Lyft has a salutation for those individuals. The company is recommending the Centers for Medicare and Medicaid Services require taxi and rideshare lanes for mass vaccination sites using the drive-thru model. For mass vaccination sites that do not use the drive-thru model, Lyft is recommending a designated pick-up and drop-off site. Creating a separate lane could make the process more efficient and cut costs for both the patient and government payer.
In addition to having a separate rideshare/taxi lane, Lyft is also recommending using an appointment scheduling process for drive-thru vaccination sites. Having pre-scheduled appointments would allow Lyft to pre-schedule its rides as well. This could aid in ensuring appointment attendance.

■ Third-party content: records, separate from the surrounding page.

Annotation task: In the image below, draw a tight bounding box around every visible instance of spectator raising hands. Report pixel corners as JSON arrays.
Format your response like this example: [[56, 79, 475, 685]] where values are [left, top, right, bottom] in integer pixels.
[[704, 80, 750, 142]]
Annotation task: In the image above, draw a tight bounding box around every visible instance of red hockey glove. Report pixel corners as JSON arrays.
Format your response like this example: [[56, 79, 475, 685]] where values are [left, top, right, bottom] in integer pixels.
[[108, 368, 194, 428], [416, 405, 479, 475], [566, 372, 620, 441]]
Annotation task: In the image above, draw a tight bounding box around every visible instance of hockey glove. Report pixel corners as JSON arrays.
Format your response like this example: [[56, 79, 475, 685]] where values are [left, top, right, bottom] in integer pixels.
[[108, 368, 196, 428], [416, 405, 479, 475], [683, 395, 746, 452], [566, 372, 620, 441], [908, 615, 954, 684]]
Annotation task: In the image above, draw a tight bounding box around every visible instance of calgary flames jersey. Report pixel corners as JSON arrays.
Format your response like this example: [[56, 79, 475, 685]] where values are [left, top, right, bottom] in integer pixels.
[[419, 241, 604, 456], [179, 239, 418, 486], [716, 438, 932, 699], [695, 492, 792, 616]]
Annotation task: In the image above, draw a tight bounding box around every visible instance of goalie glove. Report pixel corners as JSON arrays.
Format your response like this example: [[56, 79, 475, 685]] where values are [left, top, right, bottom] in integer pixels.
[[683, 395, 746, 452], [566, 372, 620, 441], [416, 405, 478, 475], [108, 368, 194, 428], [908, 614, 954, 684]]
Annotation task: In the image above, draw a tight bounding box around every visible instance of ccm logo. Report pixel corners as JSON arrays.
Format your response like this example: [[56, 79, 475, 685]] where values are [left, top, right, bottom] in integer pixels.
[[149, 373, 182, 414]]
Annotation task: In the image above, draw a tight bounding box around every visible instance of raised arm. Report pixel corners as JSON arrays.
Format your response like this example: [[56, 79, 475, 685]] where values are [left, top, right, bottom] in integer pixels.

In the conclusion of her letter, Callahan notes, “Forty percent of Lyft rides in the US begin or end in love-income, underserved areas – indicating that these population already rely on rideshare for critical transport needs. It is essential that vaccination efforts are designed with the transportation needs of these populations in mind to ensure that the hardest-hit communities can begin to recover and the US can defeat the COVID-19 pandemic.”